Mahlahla maintained that the government’s willing buyer, willing seller policy has greatly affected mining investments because banks are willing to buy foreign currency from miners but they are not willing to sell it to the same people who provide that foreign currency to them. Consequently, this affects mining operations because most mining equipment is imported, thus they need forex.
“What has greatly impacted mining businesses is the “willing buyer” “willing seller” policy implemented by RBZ. The majority of financial institutions such as Commercial Banks and International Funds Transfer Services such as Western Union are willing Buyers of forex but not willing sellers. This means that the much-needed forex is purchased and removed from the formal market whilst it’s not being replenished via sales. This further limits access to much needed foreign currency for imported mining equipment purchases” he said.
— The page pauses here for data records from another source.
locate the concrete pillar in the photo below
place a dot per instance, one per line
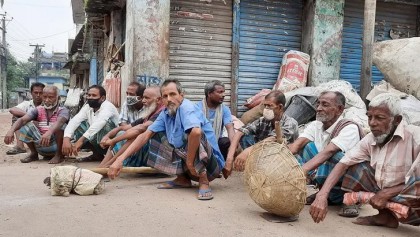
(322, 39)
(147, 42)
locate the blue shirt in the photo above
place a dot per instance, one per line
(187, 116)
(226, 115)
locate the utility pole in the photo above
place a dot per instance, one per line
(3, 63)
(36, 55)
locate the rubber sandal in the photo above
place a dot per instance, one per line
(349, 211)
(15, 151)
(203, 194)
(172, 185)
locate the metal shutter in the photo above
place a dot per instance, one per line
(399, 17)
(268, 29)
(200, 45)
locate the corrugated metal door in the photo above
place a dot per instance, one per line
(200, 44)
(267, 30)
(396, 20)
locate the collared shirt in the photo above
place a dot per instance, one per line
(396, 161)
(44, 123)
(263, 128)
(128, 115)
(226, 115)
(346, 139)
(96, 120)
(151, 118)
(187, 116)
(26, 105)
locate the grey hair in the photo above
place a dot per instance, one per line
(211, 86)
(52, 88)
(391, 101)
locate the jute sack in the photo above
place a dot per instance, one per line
(274, 179)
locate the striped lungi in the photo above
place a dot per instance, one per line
(320, 174)
(361, 177)
(164, 157)
(138, 159)
(96, 139)
(30, 133)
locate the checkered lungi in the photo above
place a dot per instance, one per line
(30, 133)
(164, 157)
(96, 139)
(138, 159)
(320, 174)
(361, 177)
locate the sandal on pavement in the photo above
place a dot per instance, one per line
(204, 194)
(172, 185)
(15, 151)
(349, 211)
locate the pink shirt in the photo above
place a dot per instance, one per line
(396, 161)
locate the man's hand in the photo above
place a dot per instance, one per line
(379, 200)
(67, 147)
(319, 207)
(45, 139)
(115, 169)
(10, 136)
(240, 163)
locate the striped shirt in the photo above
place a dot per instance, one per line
(394, 162)
(44, 122)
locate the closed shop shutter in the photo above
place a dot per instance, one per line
(267, 30)
(201, 45)
(392, 20)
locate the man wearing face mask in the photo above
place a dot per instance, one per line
(131, 108)
(323, 144)
(386, 162)
(90, 125)
(152, 106)
(45, 137)
(261, 129)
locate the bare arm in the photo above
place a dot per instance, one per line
(298, 145)
(17, 112)
(8, 138)
(194, 139)
(321, 157)
(231, 131)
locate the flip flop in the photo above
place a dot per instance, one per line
(172, 185)
(203, 194)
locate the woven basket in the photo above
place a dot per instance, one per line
(275, 180)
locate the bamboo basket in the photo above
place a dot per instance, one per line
(274, 178)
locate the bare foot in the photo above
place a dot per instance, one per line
(384, 218)
(31, 157)
(56, 160)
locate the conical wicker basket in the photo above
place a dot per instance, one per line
(275, 180)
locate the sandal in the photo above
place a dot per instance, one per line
(349, 211)
(172, 185)
(15, 151)
(204, 194)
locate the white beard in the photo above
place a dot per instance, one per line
(148, 110)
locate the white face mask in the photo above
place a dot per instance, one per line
(268, 114)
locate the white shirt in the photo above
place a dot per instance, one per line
(345, 140)
(26, 105)
(96, 120)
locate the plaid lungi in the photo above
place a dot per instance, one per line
(96, 139)
(164, 157)
(138, 159)
(361, 177)
(320, 174)
(30, 133)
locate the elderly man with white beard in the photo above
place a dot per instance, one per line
(152, 106)
(385, 162)
(46, 136)
(324, 142)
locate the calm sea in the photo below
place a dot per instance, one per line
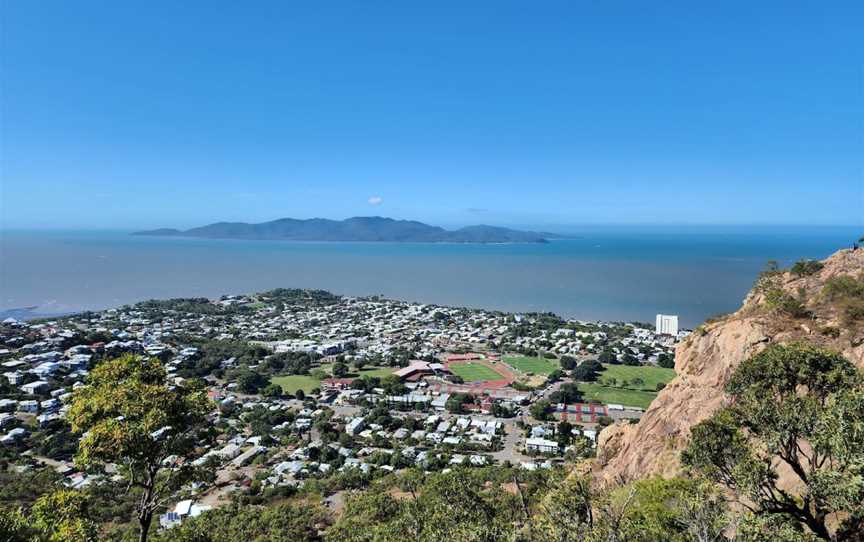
(604, 273)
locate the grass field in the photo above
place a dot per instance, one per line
(538, 366)
(650, 376)
(472, 372)
(617, 396)
(634, 393)
(292, 383)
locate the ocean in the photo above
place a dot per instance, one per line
(602, 273)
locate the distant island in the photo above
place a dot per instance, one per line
(362, 229)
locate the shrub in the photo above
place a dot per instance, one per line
(847, 294)
(803, 268)
(786, 303)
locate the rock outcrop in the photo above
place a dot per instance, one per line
(706, 359)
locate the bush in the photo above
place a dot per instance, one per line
(781, 301)
(803, 268)
(847, 294)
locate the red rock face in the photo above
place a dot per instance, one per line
(707, 358)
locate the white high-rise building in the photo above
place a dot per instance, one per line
(667, 324)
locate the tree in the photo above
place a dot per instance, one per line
(667, 361)
(800, 407)
(272, 390)
(607, 356)
(564, 434)
(554, 376)
(295, 521)
(540, 410)
(130, 416)
(62, 516)
(250, 381)
(587, 371)
(454, 402)
(340, 369)
(567, 393)
(568, 363)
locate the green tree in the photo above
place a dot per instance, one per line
(541, 409)
(14, 527)
(667, 361)
(294, 521)
(800, 407)
(564, 434)
(272, 390)
(63, 516)
(130, 416)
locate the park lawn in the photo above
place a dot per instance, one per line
(651, 376)
(616, 396)
(291, 383)
(472, 372)
(380, 372)
(538, 366)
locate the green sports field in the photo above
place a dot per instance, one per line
(537, 366)
(633, 386)
(292, 383)
(472, 372)
(649, 376)
(616, 396)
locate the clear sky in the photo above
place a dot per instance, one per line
(147, 114)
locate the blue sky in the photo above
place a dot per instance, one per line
(127, 115)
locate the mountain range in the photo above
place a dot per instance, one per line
(366, 229)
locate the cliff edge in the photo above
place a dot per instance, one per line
(821, 303)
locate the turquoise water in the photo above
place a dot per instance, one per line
(603, 273)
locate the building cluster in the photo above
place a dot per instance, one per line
(342, 428)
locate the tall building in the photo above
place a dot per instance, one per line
(667, 324)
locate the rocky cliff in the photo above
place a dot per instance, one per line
(811, 304)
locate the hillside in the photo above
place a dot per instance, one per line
(365, 229)
(824, 308)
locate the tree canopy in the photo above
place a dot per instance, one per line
(801, 408)
(129, 415)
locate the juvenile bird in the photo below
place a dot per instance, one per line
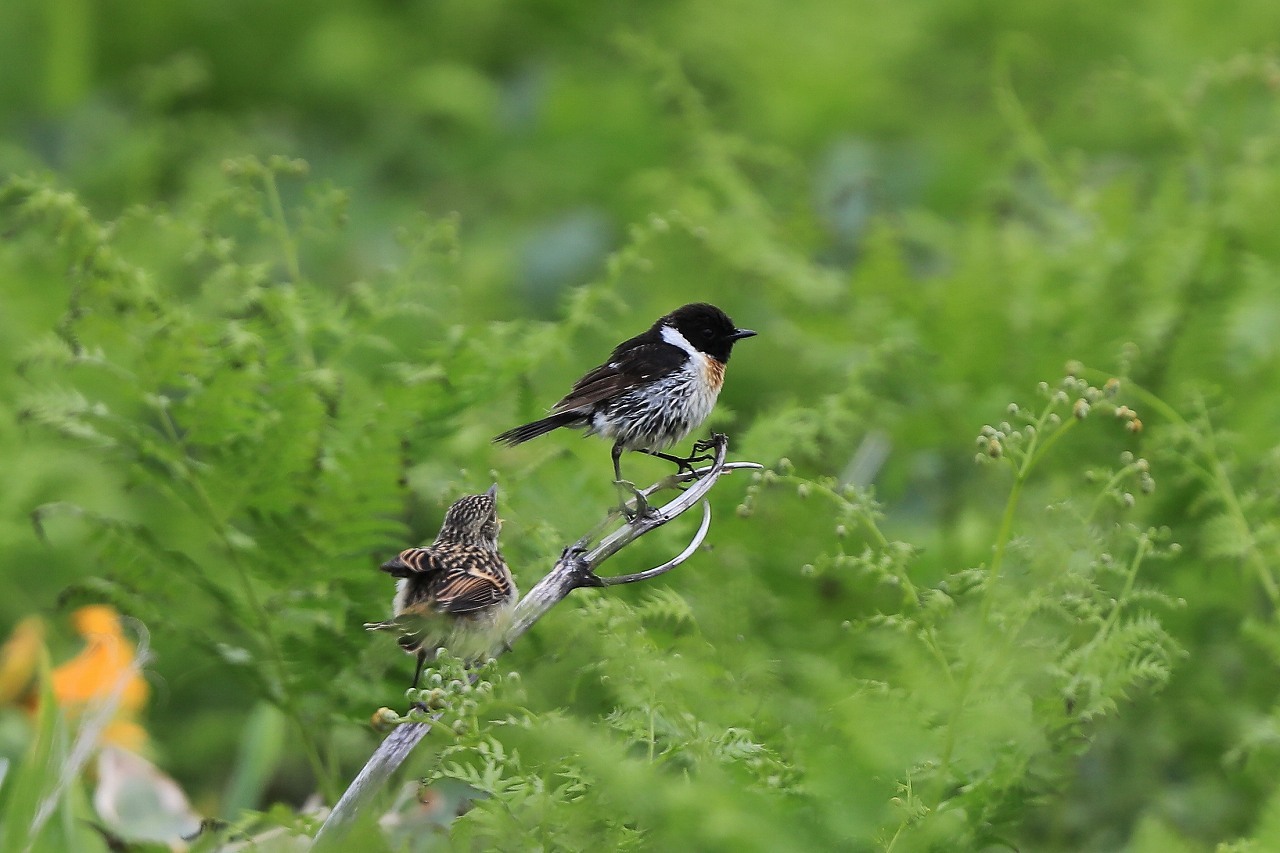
(457, 592)
(653, 391)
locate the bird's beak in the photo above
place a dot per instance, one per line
(396, 568)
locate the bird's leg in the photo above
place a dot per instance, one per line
(417, 674)
(703, 448)
(629, 489)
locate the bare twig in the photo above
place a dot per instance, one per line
(576, 568)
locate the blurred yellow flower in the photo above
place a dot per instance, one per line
(18, 660)
(103, 670)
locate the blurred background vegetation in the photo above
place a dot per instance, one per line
(274, 274)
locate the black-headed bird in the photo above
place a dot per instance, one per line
(654, 388)
(457, 592)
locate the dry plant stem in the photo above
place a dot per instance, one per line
(575, 569)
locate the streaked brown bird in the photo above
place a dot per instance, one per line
(457, 592)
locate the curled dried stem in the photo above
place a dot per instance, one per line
(576, 568)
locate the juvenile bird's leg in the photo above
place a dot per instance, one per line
(417, 673)
(627, 489)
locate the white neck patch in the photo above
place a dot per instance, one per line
(672, 336)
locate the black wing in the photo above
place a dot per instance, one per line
(414, 561)
(634, 363)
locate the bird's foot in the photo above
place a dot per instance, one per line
(643, 510)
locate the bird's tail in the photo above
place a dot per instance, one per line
(536, 428)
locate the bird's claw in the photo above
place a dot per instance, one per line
(643, 510)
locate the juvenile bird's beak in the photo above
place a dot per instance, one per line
(396, 568)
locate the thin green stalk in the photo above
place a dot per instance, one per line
(282, 226)
(1036, 450)
(1216, 478)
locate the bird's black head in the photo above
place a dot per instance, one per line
(472, 520)
(707, 328)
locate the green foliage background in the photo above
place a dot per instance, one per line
(274, 274)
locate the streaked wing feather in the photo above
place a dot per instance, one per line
(464, 592)
(631, 364)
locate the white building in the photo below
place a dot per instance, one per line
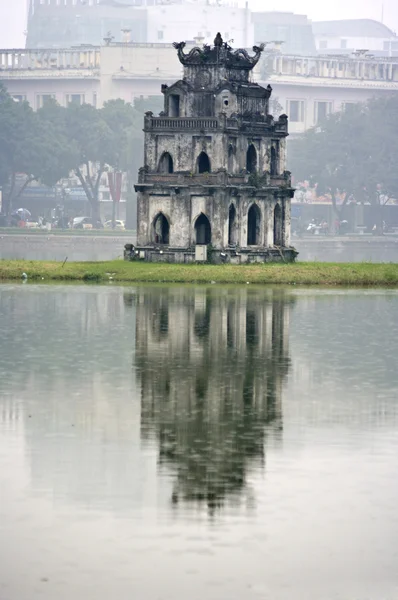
(346, 36)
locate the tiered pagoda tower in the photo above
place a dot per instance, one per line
(214, 186)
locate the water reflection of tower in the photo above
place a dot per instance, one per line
(211, 365)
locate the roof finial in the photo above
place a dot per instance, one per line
(218, 42)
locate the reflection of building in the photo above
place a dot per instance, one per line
(211, 365)
(214, 165)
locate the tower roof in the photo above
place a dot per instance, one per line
(220, 54)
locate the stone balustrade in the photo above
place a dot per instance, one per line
(87, 58)
(182, 123)
(358, 67)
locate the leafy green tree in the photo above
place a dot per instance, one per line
(353, 153)
(29, 150)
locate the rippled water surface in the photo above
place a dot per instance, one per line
(165, 443)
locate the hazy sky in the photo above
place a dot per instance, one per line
(13, 13)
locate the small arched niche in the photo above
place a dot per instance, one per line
(232, 234)
(253, 226)
(166, 163)
(202, 230)
(274, 161)
(203, 163)
(278, 226)
(231, 159)
(251, 159)
(161, 229)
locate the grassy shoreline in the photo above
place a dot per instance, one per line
(325, 274)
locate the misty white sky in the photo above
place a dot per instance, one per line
(13, 14)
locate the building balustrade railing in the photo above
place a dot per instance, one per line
(52, 59)
(182, 123)
(208, 123)
(358, 67)
(221, 177)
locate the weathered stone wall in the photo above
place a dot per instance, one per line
(183, 209)
(185, 148)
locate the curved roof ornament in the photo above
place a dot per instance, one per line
(221, 54)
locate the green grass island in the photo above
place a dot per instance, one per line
(322, 274)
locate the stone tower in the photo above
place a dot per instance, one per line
(214, 185)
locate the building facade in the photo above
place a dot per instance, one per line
(60, 23)
(351, 35)
(214, 166)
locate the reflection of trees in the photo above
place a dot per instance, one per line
(211, 377)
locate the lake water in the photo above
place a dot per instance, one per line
(165, 443)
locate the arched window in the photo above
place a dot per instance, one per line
(203, 163)
(251, 159)
(278, 226)
(274, 161)
(230, 159)
(253, 226)
(166, 163)
(161, 230)
(203, 230)
(232, 226)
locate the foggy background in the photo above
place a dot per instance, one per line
(13, 14)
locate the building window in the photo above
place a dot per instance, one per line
(161, 229)
(19, 97)
(274, 159)
(42, 99)
(251, 159)
(203, 230)
(232, 226)
(278, 226)
(166, 163)
(296, 111)
(349, 107)
(75, 99)
(253, 226)
(174, 105)
(203, 165)
(322, 110)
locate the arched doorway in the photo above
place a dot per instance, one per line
(253, 226)
(230, 159)
(203, 230)
(251, 159)
(232, 226)
(278, 238)
(161, 230)
(203, 163)
(166, 163)
(274, 161)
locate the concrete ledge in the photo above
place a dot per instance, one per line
(215, 256)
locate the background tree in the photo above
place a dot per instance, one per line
(351, 153)
(29, 150)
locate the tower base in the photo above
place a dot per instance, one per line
(235, 256)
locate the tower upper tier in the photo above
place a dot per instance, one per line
(216, 80)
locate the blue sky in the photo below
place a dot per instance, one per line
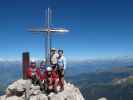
(98, 28)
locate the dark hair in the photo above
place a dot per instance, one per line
(60, 51)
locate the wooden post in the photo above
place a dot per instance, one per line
(26, 63)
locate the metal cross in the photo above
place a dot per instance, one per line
(48, 31)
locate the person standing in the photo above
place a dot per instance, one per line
(32, 72)
(60, 68)
(54, 57)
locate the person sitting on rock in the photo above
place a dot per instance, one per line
(55, 78)
(49, 80)
(41, 73)
(60, 68)
(53, 57)
(32, 72)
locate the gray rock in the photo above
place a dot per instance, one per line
(70, 92)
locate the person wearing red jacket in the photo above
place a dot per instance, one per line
(49, 80)
(55, 78)
(42, 76)
(32, 72)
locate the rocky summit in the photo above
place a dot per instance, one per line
(24, 90)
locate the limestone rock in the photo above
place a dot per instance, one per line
(33, 92)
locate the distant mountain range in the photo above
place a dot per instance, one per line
(95, 78)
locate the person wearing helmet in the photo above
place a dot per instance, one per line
(60, 68)
(54, 57)
(32, 72)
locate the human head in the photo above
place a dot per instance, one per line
(33, 63)
(49, 69)
(42, 64)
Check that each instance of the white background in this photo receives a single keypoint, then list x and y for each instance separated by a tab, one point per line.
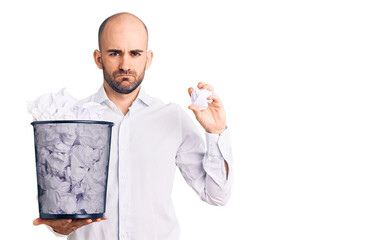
306	85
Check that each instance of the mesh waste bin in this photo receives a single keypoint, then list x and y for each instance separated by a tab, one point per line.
72	161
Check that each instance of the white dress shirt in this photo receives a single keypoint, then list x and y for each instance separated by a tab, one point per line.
146	146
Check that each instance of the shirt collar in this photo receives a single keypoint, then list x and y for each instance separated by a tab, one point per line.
101	96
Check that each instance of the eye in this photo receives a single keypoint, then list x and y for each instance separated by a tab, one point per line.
135	53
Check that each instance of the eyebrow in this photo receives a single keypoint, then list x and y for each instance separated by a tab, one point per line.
119	51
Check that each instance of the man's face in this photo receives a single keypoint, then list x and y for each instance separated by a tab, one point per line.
123	56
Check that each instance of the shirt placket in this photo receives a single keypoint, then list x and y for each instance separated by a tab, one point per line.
123	180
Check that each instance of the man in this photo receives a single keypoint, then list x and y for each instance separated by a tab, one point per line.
149	140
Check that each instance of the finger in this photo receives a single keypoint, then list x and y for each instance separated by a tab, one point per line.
214	98
51	222
195	109
190	90
206	86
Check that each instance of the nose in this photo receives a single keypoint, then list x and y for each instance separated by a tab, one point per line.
125	64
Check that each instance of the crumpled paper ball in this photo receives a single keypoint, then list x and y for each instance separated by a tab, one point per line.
199	98
62	106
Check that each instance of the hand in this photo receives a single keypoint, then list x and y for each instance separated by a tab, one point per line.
213	118
65	226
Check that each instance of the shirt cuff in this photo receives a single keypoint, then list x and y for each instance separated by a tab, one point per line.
55	233
218	148
219	145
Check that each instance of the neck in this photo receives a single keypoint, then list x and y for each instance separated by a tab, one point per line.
122	101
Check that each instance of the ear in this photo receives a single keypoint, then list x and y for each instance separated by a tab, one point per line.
98	58
149	59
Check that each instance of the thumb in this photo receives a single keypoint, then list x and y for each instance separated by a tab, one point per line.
195	110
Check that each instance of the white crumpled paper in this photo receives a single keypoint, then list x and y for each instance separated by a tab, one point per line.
72	157
199	98
62	106
72	167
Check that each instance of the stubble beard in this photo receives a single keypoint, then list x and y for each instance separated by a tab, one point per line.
116	85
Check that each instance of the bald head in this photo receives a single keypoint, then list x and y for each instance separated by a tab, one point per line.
120	18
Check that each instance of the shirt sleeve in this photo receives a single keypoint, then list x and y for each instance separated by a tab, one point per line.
203	167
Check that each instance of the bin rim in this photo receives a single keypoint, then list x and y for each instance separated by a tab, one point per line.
73	121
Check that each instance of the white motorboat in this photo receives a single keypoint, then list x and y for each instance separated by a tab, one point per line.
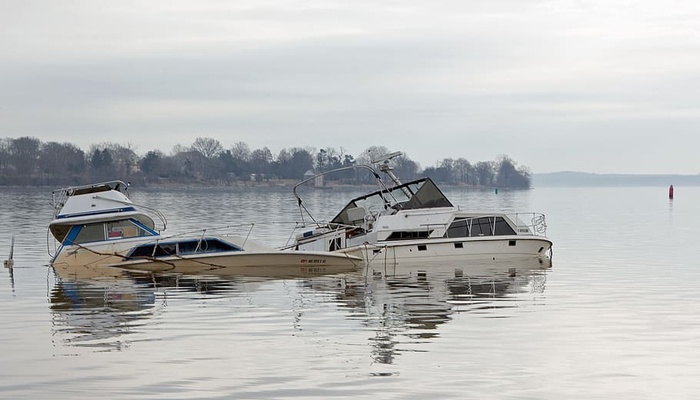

Member of Economist Round Table Zimbabwe Sifelani Jabangwe admitted that the 30 day period is not conducive enough for business as some members are advocating for its review. However, Jabangwe is convinced that access to foreign currency has improved since the willing buyer willing seller mantra was introduced.
“The 30 day period is under discussion as some feel it’s too short, then access is also improving since the full willing buyer and seller was introduced. The position has always been that the effective operation of the interbank is critical for investment to come into the economy” he said.